New FM stations signal more change in local radio market

Regulatory approval opens way for launch of Vancouver and Surrey specialty channels

South Fraser Broadcasting owner Sukhvinder Badh: “[Surrey residents] also felt the Vancouver stations give Surrey a priority only during drug busts, murders and other criminal activity”

The Lower Mainland radio market is poised for a shakeup as soon as next winter after new commercial FM stations targeting Vancouver and Surrey got the regulatory green light on August 6.

The Canadian Radio-television and Telecommunications Commission (CRTC) approved bids by 0971197 B.C. Ltd., dba Roundhouse Radio, and South Fraser Broadcasting Inc. Roundhouse proposed a specialty FM station at 98.3 FM for the city of Vancouver with an 80% spoken word, 20% music ratio that is “hyper-targeted” to downtown.

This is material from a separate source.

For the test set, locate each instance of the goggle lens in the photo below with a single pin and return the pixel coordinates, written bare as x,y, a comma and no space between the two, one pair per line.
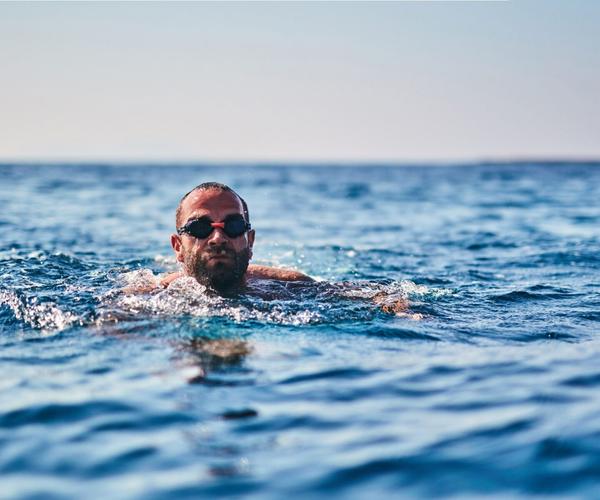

South Fraser's My Surrey FM at 107.7 FM will carry an adult contemporary music format with local news, sports and weather. Both low-power signals will spill over to neighbouring municipalities, but the stations will also stream live on the Internet.

They were among 11 applicants for new stations that appeared at a January 27 CRTC public hearing in Vancouver. Both have a two-year window to launch, but could be on air in six months.

“In the short term, it's nothing but good news for media buyers and planners and good news for advertisers any time there are new options to consider,” said David Stanger, president of Langley-based media buying agency DSA Media Network. “I think once the dust settles it will be very interesting to see the long-term sustainability.”

In 2013, the 20 commercial radio stations in the Metro Vancouver radio market recorded total revenues of $124 million, representing a slight decrease of 1.6% relative to the prior year. Nonetheless, on an aggregate basis, the Vancouver radio market's profitability remained strong in 2013 with a profit before interest and taxes margin of 24.1%, up from 22.8% in 2012.

The CRTC consequently ruled that the Metro Vancouver radio market could support two new stations without harming incumbent services.

Roundhouse received strategic advice from former CKNW producer Shirley Stocker, former Global, CBC and CHEK news anchor Tony Parsons and Kirk LaPointe, the print and broadcast media executive seeking Vancouver's mayoralty for the NPA. (See “A fond farewell to St. Pierre and the glory days of dailies, CKNW” – BIV issue 1293; August 12–18.)

Roundhouse's CEO is veteran radio programming executive Don Shafer, who said the group was “a little overwhelmed, humbled, shocked” by the decision, but it was not pausing to celebrate.

“We have to secure a lease for our rooftop antenna and transmitter, we have to secure offices, we have to buy equipment, we have to obviously find the right people who can breathe life into our application,” Shafer told Business in Vancouver. “We have to establish contact with all the community groups, all the different downtown business associations and start working the streets.”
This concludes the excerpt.